Ward was born in Newport, Rhode Island. He was the son of Thomas Ward and Amey Billings of Newport, and grandson of John Ward who had come from Gloucester, England. His father was a merchant who held many positions in the town government, and his grandfather had been an officer in Cromwell's Army who came to the American colonies following the accession of King Charles II of England.
Ward was made a freeman of Newport in 1710, then entered public service as Attorney General, later became Deputy and Clerk of the Assembly, and then served as the General Recorder for the colony from 1714 to 1730. In 1723 he was paid six pounds for attending the trial of a group of pirates who were taken prisoner by Captain Solgar, commander of the British ship Greyhound. Of the 36 pirates taken into captivity, 26 were sentenced to hang, and the execution took place at Newport on July 19, 1723 at a place called Gravelly Point.
In 1726, Ward was one of the four Rhode Island commissioners appointed to meet a group of Connecticut commissioners to settle the boundary line between the two colonies. Ward was the Secretary of State from 1730 to 1733, and in 1740 became the Deputy Governor of the colony. In this capacity he and Samuel Perry were appointed trustees to the Indian sachem Ninigret.
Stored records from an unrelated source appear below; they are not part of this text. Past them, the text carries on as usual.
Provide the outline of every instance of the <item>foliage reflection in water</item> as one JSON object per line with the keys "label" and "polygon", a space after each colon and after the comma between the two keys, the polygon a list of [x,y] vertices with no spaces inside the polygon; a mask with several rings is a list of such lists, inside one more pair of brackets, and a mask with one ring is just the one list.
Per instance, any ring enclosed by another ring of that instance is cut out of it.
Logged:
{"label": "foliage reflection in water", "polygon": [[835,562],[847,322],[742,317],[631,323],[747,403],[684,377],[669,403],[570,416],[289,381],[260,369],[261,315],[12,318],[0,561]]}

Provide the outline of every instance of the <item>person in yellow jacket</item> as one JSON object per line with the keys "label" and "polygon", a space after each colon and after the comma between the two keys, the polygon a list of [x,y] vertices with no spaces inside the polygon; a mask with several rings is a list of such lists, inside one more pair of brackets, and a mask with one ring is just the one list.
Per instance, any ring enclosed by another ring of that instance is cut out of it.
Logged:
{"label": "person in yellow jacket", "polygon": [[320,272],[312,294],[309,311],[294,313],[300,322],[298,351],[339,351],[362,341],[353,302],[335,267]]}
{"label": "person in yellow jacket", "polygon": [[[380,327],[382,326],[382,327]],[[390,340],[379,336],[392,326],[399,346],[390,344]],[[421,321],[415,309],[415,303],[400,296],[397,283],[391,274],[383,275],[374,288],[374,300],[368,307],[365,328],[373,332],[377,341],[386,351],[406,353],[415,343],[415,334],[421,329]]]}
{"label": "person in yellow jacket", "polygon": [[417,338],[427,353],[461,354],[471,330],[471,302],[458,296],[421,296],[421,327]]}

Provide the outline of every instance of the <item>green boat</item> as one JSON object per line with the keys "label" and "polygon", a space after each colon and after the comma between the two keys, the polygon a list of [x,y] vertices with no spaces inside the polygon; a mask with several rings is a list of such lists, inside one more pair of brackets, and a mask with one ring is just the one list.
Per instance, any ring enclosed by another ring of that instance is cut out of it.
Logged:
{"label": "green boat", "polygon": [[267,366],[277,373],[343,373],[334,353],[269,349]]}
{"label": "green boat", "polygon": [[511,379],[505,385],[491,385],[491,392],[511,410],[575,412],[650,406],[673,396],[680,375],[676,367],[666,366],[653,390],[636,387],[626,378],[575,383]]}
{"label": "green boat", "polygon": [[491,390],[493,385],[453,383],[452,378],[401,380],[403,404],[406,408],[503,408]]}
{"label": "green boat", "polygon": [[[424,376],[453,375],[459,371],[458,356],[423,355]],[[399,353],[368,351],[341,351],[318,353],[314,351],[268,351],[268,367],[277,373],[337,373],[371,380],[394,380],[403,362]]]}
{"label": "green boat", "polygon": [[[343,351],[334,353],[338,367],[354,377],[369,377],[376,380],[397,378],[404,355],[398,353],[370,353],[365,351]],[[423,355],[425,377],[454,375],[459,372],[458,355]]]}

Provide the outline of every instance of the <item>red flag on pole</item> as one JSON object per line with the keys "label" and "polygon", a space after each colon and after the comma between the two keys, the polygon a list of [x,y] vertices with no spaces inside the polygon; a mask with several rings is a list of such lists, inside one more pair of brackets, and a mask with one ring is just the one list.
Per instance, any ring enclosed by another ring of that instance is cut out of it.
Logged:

In 1741 he was selected as Governor for a single term.
In 1709 Ward married Mary Tillinghast (1689 - 1767), the daughter of John and Elizabeth (Sayles) Tillinghast, and granddaughter of Pardon Tillinghast who had come from Seven Cliffs, Sussex, England. The couple had 14 children, the ninth of whom was Samuel Ward who would later become a governor of the colony and a delegate to the Continental Congress. Two other children, Thomas and Henry, both served lengthy terms as Secretary of the Colony. Richard Ward's older sister Mary married Sion Arnold, a grandson of Governor Benedict Arnold.